Di perjalanan, Caroline singgah ke sebuah toko bunga.

"Paman, apa bunga pesananku sudah selesai?" tanyanya kepada lelaki pemilik toko bunga.

"Oh hai Caroline! Tentu saja. Ini bungamu," lelaki itu memberikan seikat besar bunga kepada Caroline.

"Terimakasih."

Caroline bergegas pulang ke rumahnya untuk menjemput adik dan ibunya.

"Ibu, aku pulang," Caroline meletakkan barang bawaannya di meja.

Rumah terlihat sepi, namun, Caroline tak berpikir ada yang aneh sama sekali.

"Ibu, Casandra, ayo kita ke makam ayah!" Caroline memanggil ibu dan adiknya namun hanya kesunyian yang dia terima sebagai balasan.

"Ibu? Casandra?" Tidak ada jawaban.

Caroline mencoba menelepon Casandra. Namun, panggilannya gagal, ponsel Casandra tidak aktif.

Caroline mulai khawatir. Gadis itu berlari keluar menuju makam ayahnya yang tidak jauh dari rumah.

"Mungkinkah ibu dan Casandra pergi lebih dulu?" gumamnya.

Caroline terus berlari hingga dia tiba di pemakaman.

Dugaannya benar, ibunya sudah berada di samping pusara ayahnya. Tapi, tidak ada Casandra di sana.

"Ibu?" Caroline menghampiri ibunya.

Jessica, Ibu Caroline, mengangkat kepala menatap anak gadisnya tanpa mengeluarkan sepatah kata pun.

"Kau datang?" tanya Jessica dengan suara parau.

"Ya Bu aku datang."

"Kenapa kau memanggilku ibu? Apa aku kelihatan seperti ibumu? Apa kau sudah malas menganggapku istrimu?"

"Istri? Apa Ibu pikir aku adalah ayah?
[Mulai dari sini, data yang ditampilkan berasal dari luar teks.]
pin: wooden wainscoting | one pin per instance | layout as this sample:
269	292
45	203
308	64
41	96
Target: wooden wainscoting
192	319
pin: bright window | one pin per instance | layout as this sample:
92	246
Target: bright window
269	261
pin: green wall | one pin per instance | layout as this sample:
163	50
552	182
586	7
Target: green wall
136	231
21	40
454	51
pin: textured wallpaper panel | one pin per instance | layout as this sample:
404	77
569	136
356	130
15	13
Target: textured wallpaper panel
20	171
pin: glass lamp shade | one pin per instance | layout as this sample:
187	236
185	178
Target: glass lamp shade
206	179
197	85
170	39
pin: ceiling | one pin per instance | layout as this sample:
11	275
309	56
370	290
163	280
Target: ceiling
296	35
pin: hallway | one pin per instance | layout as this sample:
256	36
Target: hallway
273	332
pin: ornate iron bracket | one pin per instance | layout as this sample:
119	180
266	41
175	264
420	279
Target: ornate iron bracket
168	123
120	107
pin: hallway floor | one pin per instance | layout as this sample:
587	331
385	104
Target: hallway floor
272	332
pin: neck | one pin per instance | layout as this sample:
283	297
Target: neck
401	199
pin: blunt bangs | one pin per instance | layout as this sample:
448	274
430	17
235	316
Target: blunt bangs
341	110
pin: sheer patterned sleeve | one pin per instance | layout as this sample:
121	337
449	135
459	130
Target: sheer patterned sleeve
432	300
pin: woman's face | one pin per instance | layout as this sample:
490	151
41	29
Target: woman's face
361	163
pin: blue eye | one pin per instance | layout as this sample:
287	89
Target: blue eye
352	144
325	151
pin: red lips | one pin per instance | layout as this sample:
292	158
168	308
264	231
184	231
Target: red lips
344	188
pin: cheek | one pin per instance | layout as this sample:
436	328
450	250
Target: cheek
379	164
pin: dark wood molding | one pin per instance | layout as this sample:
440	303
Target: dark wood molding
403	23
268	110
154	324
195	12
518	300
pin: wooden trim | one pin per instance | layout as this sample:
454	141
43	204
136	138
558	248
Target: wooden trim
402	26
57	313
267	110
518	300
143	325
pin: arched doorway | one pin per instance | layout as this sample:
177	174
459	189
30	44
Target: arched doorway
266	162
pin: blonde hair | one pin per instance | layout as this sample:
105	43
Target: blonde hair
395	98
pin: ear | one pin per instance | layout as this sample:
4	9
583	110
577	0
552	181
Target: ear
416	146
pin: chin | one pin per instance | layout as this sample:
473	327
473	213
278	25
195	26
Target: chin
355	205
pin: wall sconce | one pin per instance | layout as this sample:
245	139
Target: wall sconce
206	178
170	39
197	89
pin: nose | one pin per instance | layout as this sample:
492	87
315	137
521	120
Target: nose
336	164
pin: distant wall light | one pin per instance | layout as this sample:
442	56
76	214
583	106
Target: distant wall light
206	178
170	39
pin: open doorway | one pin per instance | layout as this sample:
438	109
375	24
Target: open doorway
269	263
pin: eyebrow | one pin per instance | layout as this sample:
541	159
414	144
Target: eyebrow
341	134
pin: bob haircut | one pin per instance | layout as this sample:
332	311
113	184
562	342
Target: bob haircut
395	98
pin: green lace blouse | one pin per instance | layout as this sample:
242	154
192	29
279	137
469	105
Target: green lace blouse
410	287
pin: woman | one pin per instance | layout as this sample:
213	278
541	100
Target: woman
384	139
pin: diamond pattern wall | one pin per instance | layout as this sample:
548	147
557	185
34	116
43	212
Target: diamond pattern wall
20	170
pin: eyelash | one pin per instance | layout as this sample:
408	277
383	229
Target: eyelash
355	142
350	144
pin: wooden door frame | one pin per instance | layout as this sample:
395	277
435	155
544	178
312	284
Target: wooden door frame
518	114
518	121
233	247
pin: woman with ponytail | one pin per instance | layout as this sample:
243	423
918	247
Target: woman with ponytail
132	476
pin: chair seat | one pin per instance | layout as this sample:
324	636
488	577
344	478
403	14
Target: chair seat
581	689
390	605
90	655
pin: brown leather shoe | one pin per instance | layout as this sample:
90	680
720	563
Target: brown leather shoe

Aku Caroline Bu, bukan ayah."

Jessica mendengus, mengacuhkan ucapan Caroline. Kini Caroline bisa melihat bahwa ibunya sedang mabuk.

Mata Jessica merah dan nafasnya bau alkohol.

"Sudahlah. Aku tahu kau pasti mengutukku agar aku masuk neraka ya kan?" Racau Jessica.

"Ibu, aku rasa ibu butuh istirahat. Ayo pulang. Akan kubuatkan minuman anti mabuk," Caroline berinisiatif memapah langkah ibunya untuk pulang.

"Lepaskan!" Jessica melawan. "Aku tahu aku yang salah karena telah membunuhmu. Tapi ini semua karena kau sangat keras kepala!"

"Apa?" Seolah diguyur oleh air es, Caroline terpaku mendengar ucapan ibunya. "Ibu membunuh ayah?"